PETALING JAYA: The recent explosion and fire incident at the Pengerang Integrated Complex (PIC) is expected to have a minimal impact on the oil & gas (O&G) players.

This is despite expected extensive investigations before the Refinery and Petrochemical Integrated Development (Rapid) could fully begin operations, according to AmInvestment Bank Research (AmResearch).

“Nevertheless, we had projected minimal earnings contributions from Petronas Chemicals Group Bhd’s (PetChem) 50%-equity stake in the petrochemical operations of Rapid as management had guided for 2H20 ebitda (earnings before interest, taxes, depreciation and amortisation) breakeven amid a low polyethylene-naphtha spread,” it said in a report.

Given that PetChem has insurance coverage for any damage or losses from this incident, hence the research house expects a minimal FY20 earning impact on the group.

Although Dialog Group Bhd has Pengerang Deepwater Terminals, Am-Research understands that the incident occurred beyond the its terminals’ boundary.

“While Pengerang Terminal 2 and LNG 2 cater exclusively to Petronas, the storage facilities are on a take-or-pay terms. Even if Petronas may not require the storage facilities due to any potential postponement in the Rapid commencement, Dialog’s earnings from these terminals will continue as projected.”
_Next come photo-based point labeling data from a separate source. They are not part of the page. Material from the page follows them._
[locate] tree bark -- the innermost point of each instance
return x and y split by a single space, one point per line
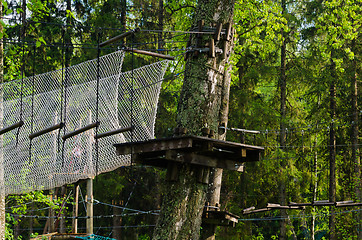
117 221
282 140
2 188
200 106
62 215
332 153
315 188
355 137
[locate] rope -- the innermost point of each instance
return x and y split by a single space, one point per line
32 103
22 84
65 86
97 100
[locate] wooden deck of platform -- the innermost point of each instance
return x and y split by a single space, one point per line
195 150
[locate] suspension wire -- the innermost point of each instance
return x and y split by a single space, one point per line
97 99
61 91
32 104
22 83
132 94
65 83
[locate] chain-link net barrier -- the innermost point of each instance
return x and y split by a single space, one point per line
70 96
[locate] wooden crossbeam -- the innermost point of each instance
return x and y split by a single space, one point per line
153 54
119 37
113 132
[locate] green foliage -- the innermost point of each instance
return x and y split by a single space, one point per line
317 34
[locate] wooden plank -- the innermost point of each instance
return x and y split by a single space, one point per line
299 204
153 146
80 130
113 132
257 211
323 203
196 159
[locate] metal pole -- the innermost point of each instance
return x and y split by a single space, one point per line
75 209
89 199
89 196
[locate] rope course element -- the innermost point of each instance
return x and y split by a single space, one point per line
96 237
72 95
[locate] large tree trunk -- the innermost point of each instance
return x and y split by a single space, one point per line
200 106
332 153
282 140
2 189
355 136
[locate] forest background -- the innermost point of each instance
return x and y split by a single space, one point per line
296 73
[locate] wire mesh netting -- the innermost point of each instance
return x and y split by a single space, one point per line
96 237
70 96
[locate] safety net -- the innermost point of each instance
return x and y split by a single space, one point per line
69 96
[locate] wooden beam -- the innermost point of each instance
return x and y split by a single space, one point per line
256 211
80 130
113 132
197 159
323 203
119 37
153 54
218 32
293 204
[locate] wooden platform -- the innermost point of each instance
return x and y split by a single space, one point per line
194 150
59 236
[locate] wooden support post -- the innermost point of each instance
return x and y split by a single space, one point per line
89 196
51 215
89 200
218 32
75 208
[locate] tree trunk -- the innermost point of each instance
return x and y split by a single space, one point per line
315 188
332 153
2 189
203 99
75 208
355 136
62 215
282 140
117 221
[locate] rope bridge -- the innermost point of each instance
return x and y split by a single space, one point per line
40 146
96 237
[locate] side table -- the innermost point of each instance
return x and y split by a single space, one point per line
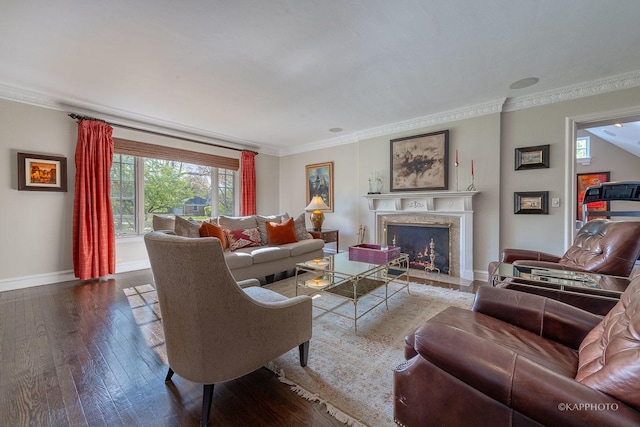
329 236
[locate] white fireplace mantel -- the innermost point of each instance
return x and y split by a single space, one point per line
447 204
429 201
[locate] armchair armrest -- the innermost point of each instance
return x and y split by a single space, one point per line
516 381
246 283
546 317
511 255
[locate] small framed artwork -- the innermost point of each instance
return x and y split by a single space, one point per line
320 182
586 180
38 172
535 157
420 162
531 202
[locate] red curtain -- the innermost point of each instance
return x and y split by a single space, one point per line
93 234
248 171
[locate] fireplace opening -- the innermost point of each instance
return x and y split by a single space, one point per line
428 245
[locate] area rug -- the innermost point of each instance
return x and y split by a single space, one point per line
352 375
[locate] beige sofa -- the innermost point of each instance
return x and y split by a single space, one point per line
254 261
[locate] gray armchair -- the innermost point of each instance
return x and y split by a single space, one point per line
215 330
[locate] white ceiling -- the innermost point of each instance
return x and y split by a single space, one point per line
277 75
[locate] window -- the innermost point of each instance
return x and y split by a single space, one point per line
142 187
583 148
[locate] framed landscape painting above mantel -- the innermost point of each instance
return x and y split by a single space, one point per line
420 162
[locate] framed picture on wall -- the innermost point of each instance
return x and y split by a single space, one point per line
38 172
587 180
534 157
420 162
320 182
531 202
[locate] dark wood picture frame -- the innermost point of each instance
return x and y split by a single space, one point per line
320 181
41 172
420 162
534 157
584 180
531 202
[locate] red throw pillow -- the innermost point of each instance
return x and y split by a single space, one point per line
243 238
279 234
211 230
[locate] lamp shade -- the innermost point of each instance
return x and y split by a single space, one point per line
316 207
317 204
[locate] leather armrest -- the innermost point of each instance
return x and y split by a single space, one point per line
511 255
515 381
546 317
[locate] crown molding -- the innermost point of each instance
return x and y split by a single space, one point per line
580 90
490 107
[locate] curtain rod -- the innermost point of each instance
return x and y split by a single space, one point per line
80 117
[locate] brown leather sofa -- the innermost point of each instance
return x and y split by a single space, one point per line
601 246
518 359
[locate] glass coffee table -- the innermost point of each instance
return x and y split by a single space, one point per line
337 275
564 281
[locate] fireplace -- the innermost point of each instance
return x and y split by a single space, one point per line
445 216
427 244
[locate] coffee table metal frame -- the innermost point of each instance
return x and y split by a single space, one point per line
565 281
336 270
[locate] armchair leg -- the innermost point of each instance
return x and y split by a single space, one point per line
207 398
169 375
304 353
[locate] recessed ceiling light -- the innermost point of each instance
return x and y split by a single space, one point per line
526 82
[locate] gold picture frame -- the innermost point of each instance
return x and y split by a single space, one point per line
535 157
531 202
320 182
40 172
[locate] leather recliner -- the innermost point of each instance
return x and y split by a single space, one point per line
518 359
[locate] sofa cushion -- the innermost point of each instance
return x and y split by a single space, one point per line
304 246
211 230
279 234
609 356
262 221
267 253
237 222
242 238
300 226
187 227
163 223
238 259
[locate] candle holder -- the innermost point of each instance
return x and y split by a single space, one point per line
471 187
456 163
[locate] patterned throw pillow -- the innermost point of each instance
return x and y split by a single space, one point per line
279 234
211 230
242 238
187 227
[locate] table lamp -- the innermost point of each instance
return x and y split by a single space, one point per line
316 207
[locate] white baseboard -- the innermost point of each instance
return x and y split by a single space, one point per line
61 276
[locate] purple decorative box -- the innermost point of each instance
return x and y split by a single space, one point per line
373 253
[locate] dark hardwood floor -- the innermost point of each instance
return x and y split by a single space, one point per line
89 354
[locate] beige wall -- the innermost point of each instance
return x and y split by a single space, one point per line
545 125
476 139
36 226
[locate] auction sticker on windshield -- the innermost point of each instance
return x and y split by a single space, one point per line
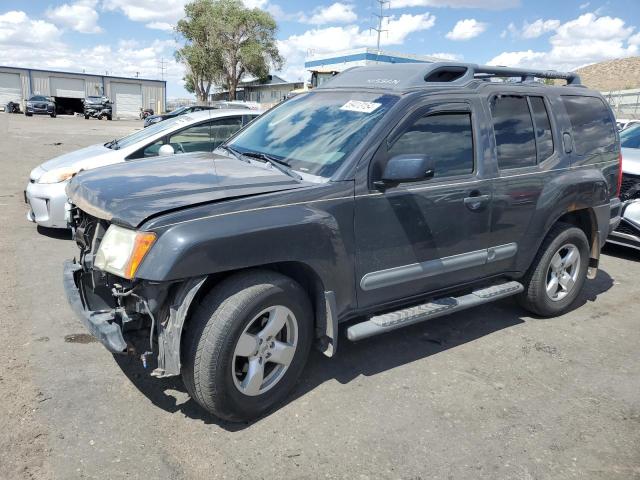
359 106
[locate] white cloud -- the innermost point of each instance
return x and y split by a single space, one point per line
480 4
531 30
582 41
80 16
148 10
332 39
17 29
334 13
466 29
454 57
164 26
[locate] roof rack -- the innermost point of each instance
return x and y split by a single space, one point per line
416 75
526 74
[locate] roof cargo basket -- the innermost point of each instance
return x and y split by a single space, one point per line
417 75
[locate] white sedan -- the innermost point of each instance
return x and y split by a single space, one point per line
195 132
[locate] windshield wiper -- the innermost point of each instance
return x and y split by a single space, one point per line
233 152
281 165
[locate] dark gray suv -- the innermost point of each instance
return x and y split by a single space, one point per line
389 196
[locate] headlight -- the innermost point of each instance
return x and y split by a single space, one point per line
58 175
122 250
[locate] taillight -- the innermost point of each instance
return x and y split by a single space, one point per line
619 175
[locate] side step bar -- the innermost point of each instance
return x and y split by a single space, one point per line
436 308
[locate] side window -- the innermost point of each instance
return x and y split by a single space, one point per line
446 137
148 151
591 123
192 139
544 138
223 128
513 129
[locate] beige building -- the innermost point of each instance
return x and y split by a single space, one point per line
128 95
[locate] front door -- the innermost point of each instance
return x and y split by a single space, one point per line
415 238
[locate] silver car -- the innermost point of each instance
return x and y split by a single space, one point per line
628 231
194 132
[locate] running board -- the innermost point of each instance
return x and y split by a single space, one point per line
436 308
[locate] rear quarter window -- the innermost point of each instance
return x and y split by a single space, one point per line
591 122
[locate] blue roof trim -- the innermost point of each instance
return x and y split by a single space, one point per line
97 75
356 57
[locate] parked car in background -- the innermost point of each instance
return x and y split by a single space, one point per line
151 119
97 107
628 232
195 132
388 196
40 105
623 123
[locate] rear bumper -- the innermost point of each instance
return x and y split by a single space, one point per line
627 231
101 324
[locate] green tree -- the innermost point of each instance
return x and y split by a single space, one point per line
224 42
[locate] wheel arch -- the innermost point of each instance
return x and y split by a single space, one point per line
184 299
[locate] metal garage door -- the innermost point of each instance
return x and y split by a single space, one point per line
10 88
127 98
66 87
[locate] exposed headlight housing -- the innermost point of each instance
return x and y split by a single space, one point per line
122 250
58 175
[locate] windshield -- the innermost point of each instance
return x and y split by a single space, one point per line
315 132
630 137
140 135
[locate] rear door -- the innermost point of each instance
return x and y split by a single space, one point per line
527 154
419 237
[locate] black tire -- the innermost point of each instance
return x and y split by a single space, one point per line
535 297
212 333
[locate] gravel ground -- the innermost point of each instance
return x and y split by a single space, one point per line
488 393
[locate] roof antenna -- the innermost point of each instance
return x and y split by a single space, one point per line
381 16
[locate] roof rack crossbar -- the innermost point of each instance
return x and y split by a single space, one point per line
526 74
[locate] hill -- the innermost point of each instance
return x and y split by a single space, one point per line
619 74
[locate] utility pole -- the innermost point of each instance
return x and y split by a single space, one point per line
381 16
162 67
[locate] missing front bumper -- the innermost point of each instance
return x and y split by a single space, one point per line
101 324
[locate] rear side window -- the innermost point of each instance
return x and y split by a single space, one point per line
446 137
513 128
593 129
544 138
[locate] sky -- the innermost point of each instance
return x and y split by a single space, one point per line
136 37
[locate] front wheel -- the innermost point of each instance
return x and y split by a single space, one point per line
246 344
558 272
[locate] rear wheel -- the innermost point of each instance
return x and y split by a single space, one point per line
558 272
246 344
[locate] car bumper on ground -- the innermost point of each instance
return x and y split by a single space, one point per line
627 231
102 323
47 204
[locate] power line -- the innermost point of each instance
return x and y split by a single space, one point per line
381 16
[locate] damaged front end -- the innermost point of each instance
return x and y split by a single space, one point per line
628 231
118 311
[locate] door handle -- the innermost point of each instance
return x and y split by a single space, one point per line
476 201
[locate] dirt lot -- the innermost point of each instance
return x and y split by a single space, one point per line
489 393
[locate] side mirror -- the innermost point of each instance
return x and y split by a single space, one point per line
406 168
166 150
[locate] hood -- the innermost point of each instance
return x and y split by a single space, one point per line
83 158
130 192
631 161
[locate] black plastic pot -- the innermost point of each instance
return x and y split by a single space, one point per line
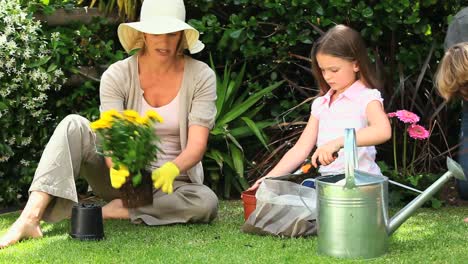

However, AmResearch cautioned that a Rapid delay could slow down Dialog’s recurring income growth from its specialist services and plant maintenance divisions.

At the moment, it expects Dialog to see minimal impact for FY20 given the strong growth from the maiden contribution from 1.3 million m3 storage facilities in Pengerang Phase 2, which has been recently completed together with 120,000m capacity from Tanjung Langsat 3.

Similarly, rotary maintenance services provider Serba Dinamik Group Bhd could also experience slower growth in Malaysia.

“However, given that overseas operations drive 71% of the group’s revenue, we do not expect any decline in revenue growth to be substantive at this juncture.”

On the whole, the research house does not expect the Pengerang incident to significantly affect the earnings prospects of the stocks under its coverage.

“We view that the far more important drivers of negative equity sentiments are the government’s movement control order to restrict non-essential businesses until March 31 due to the novel Covid-19 pandemic together and the ongoing Saudi-Russia oil price war over the past week, which caused a plunge in crude oil prices following the failure of the meeting between Opec and its allies on additional production cuts.”

Saudi Arabia has launched an aggressive oil price war against its rivals after Russia refused to participate with the oil cartel with unprecedented discounts of almost 20% in key markets, apparently targeting Russia and the US shale industry as well as other higher cost producers.

“Whether this action will bring Russia back to the negotiating table remains uncertain given that Russia’s fiscal breakeven price for oil at US$42/barrel, half of Saudi’s US$84/barrel,” it said.

Following AmResearch’s move to downgrade the O&G sector to “underweight” last week, share prices of the stocks under its coverage have already reached their earlier fair values.